Am 8,
4-7; Sal 112, 1-2. 4-6. 7-8; 1 Tim 2, 1-8; Lc 16, 1-13
No viváis
aislados, cerrados en vosotros mismos, como si estuvieseis ya justificados,
sino reuníos para buscar juntos lo que constituye el interés común.
Bernabé,
Epistula 4,10.
Como notamos de inmediato, el epígrafe contiene una
exhortación a la sinodalidad. Estamos siendo convidados a trabajar por el bien
común recorriendo una trayectoria concertada, andándola fraternalmente para
edificar una ecología humana integral; trabajar por el bien de la persona
humana, el bienestar social y el desarrollo de los grupos, la paz, entendida
como una estabilidad y seguridad de un orden justo, la verdad, la justicia y el
amor.
En el Libro del Génesis, en 1, 26 aparece una palabra que
define al ser humano: “Hagamos al hombre a nuestra imagen y semejanza; que
ellos dominen los peces del mar, las
aves del cielo, los animales domésticos y todos los reptiles”, esta palabra וְיִרְדּוּ֩ significa tener
dominio, enseñorearse. Luego, en el verso 1,28 se encuentra lo siguiente: “Y
los bendijo Dios y les dijo ‘Sean fecundos, multiplíquense, llenen la tierra y sométanla…’”

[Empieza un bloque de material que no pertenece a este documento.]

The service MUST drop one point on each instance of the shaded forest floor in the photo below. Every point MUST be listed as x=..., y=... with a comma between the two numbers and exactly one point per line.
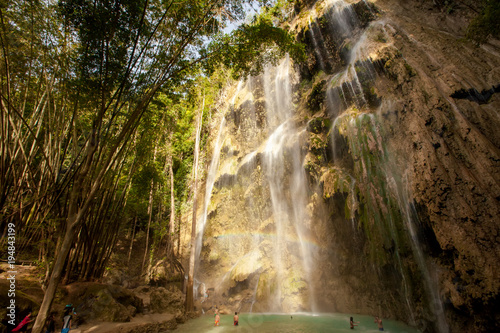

en este caso se trata de la expresión וְכִבְשֻׁ֑הָ que se ha traducido “sométanla”. Si vamos al verso (2,15)
encontraremos allí “El Señor Dios tomo al hombre y lo colocó en el Jardín del Edén,
para que lo guardara y lo cultivara”, se trata ahora de la expresión לְעָבְדָ֖הּ וּלְשָׁמְרָֽהּ׃ donde, la
primera se puede traducir por labrarla
o, sencillamente, trabajarla, y, la
segunda por
ayudarla, protegerla, vigilarla. No
es caprichoso este examen de las palabras que aparecen en el principio del Génesis,
porque ellas han servido de base para edificar toda una antropología que define
la relación del ser humano y el resto de su contexto, el marco espacial que
Dios le asignó, lo que ahora llamamos “Nuestra Casa Común, que engloba un
conjunto de relaciones del ser humano, sus semejantes, el ambiente planetario y
la Divinidad, Dueña y Autora verdadera de toda la realidad.
Antes de adentrarnos en la Lecturas de este Domingo XXV
Ordinario (C), queremos proponer -a modo de pórtico- releer los numerales 65-69,
de la Laudato si’ (Alabado seas) de Papa Francisco:
Sin repetir aquí la entera teología
de la creación, nos preguntamos qué nos dicen los grandes relatos bíblicos
acerca de la relación del ser humano con el mundo. En la primera narración de
la obra creadora en el libro del Génesis, el plan de Dios incluye la creación
de la humanidad. Luego de la creación del ser humano, se dice que «Dios vio
todo lo que había hecho y era muy bueno» (Gn 1,31). La Biblia
enseña que cada ser humano es creado por amor, hecho a imagen y semejanza de
Dios (cf. Gn 1,26). Esta afirmación nos muestra la inmensa dignidad de
cada persona humana, que «no es solamente algo, sino alguien. Es capaz de
conocerse, de poseerse y de darse libremente y entrar en comunión con otras
personas». San Juan Pablo II recordó que el amor especialísimo que el Creador
tiene por cada ser humano le confiere una dignidad infinita. Quienes se empeñan
en la defensa de la dignidad de las personas pueden encontrar en la fe
cristiana los argumentos más profundos para ese compromiso. ¡Qué maravillosa
certeza es que la vida de cada persona no se pierde en un desesperante caos, en
un mundo regido por la pura casualidad o por ciclos que se repiten sin sentido!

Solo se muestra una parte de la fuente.